Les écoles du Baloutchistan, province instable dont Quetta est la capitale, vont rester fermées mardi en signe de deuil, a indiqué le porte-parole de l'exécutif provincial, Anwar-ul-Haq Kakar. Les victimes vivant à proximité de Quetta ont déjà été enterrées, selon lui. Celles originaires de régions éloignées doivent encore être inhumées.

Parmi les 112 blessés décomptés par des responsables lundi, 27 qui se trouvaient dans un état critique ont été transportés par air jusqu'à Karachi.

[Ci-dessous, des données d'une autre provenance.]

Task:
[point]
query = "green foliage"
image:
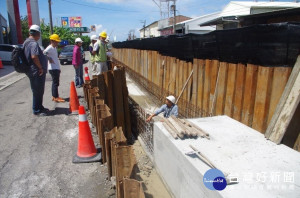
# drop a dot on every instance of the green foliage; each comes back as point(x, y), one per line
point(64, 34)
point(24, 26)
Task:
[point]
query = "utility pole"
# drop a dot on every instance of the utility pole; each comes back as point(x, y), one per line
point(144, 25)
point(173, 8)
point(50, 17)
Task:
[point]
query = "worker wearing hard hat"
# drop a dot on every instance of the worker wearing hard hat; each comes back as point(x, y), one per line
point(92, 60)
point(77, 63)
point(99, 51)
point(54, 66)
point(169, 109)
point(38, 69)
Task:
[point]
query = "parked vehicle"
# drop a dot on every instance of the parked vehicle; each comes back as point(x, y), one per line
point(5, 52)
point(66, 54)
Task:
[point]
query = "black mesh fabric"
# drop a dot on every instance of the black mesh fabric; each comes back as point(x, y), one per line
point(266, 45)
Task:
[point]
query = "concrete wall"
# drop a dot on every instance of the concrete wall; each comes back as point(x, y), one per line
point(235, 149)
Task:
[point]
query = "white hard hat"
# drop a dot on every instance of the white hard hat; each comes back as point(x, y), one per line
point(78, 40)
point(35, 28)
point(171, 98)
point(93, 37)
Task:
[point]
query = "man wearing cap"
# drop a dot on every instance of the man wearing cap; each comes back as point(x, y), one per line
point(38, 69)
point(91, 47)
point(53, 66)
point(169, 109)
point(77, 63)
point(99, 51)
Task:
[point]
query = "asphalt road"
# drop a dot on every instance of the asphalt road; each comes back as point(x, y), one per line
point(36, 152)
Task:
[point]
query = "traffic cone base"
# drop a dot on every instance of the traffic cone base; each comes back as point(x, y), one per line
point(86, 151)
point(96, 158)
point(74, 102)
point(1, 65)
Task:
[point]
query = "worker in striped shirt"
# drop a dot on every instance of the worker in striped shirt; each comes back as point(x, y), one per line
point(169, 109)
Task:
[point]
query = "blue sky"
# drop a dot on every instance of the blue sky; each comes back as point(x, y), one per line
point(117, 17)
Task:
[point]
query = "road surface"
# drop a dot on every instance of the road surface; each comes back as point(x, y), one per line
point(36, 152)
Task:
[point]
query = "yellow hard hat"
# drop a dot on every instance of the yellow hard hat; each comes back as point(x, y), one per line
point(55, 37)
point(103, 34)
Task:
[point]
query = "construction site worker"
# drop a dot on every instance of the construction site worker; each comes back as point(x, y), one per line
point(77, 63)
point(54, 66)
point(92, 60)
point(169, 109)
point(99, 51)
point(38, 69)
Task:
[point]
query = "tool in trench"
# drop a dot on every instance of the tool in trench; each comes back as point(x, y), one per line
point(201, 156)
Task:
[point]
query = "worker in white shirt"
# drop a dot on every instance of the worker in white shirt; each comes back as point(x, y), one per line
point(54, 66)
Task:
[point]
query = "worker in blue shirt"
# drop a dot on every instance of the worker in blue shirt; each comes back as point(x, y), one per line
point(169, 109)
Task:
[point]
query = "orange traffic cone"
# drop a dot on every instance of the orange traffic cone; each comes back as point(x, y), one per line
point(1, 65)
point(86, 74)
point(74, 102)
point(86, 151)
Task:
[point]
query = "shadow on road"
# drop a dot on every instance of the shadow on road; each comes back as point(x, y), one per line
point(59, 111)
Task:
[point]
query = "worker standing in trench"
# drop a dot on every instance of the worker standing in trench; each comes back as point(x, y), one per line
point(99, 51)
point(169, 109)
point(92, 61)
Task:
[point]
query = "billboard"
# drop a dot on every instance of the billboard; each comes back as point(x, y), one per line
point(65, 21)
point(75, 21)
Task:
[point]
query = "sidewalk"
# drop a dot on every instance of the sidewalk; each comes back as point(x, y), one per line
point(36, 152)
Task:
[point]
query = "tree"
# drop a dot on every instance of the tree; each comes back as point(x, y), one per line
point(64, 34)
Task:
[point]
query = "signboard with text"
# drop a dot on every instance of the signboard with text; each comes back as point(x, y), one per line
point(75, 21)
point(65, 21)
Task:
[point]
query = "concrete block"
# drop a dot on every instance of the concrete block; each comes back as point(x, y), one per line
point(260, 165)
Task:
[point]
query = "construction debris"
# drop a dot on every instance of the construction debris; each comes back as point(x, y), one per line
point(183, 128)
point(107, 100)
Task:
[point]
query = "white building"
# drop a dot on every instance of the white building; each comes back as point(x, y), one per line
point(150, 31)
point(192, 25)
point(228, 17)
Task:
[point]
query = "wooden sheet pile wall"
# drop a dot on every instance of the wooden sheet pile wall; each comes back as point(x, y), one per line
point(248, 93)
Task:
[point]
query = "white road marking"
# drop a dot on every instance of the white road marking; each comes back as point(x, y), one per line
point(10, 79)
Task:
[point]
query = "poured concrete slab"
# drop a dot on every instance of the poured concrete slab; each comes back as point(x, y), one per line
point(263, 168)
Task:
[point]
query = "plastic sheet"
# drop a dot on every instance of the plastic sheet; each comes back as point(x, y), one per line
point(266, 45)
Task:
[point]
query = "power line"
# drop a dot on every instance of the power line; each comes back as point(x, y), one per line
point(101, 8)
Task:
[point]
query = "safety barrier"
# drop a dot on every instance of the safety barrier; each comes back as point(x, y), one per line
point(107, 101)
point(246, 92)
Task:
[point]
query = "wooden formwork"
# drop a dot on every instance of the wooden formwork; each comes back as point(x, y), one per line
point(130, 188)
point(114, 137)
point(248, 93)
point(107, 98)
point(125, 162)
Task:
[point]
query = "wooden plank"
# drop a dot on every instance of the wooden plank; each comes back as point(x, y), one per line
point(221, 88)
point(230, 90)
point(297, 144)
point(206, 93)
point(125, 161)
point(149, 65)
point(127, 130)
point(118, 100)
point(239, 92)
point(173, 76)
point(201, 73)
point(195, 82)
point(262, 98)
point(181, 80)
point(177, 90)
point(287, 106)
point(280, 78)
point(189, 87)
point(133, 189)
point(213, 82)
point(249, 94)
point(108, 76)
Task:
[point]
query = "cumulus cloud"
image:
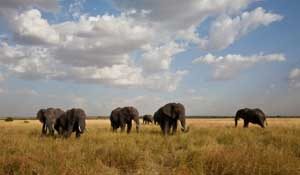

Ils sont désormais «hors de danger» selon un porte-parole de l'hôpital Aga Khan.

Revendications

L'attentat a été revendiqué lundi soir par une faction talibane, Jammat-ul-Ahrar (JuA), puis par le groupe Etat islamique (EI). Le JuA, formé en 2014, a notamment revendiqué l'attentat le plus meurtrier de l'année, un carnage dans un parc pour enfants de Lahore qui a coûté la vie à 75 personnes le week-end de Pâques.

Quelques heures après la revendication du JuA, le groupe EI a à son tour revendiqué l'attentat via un de ses organes de propagande. Le groupe djihadiste peine à s'établir au Pakistan notamment en raison d'une concurrence déjà vive entre mouvements islamistes solidement établis, dont les talibans.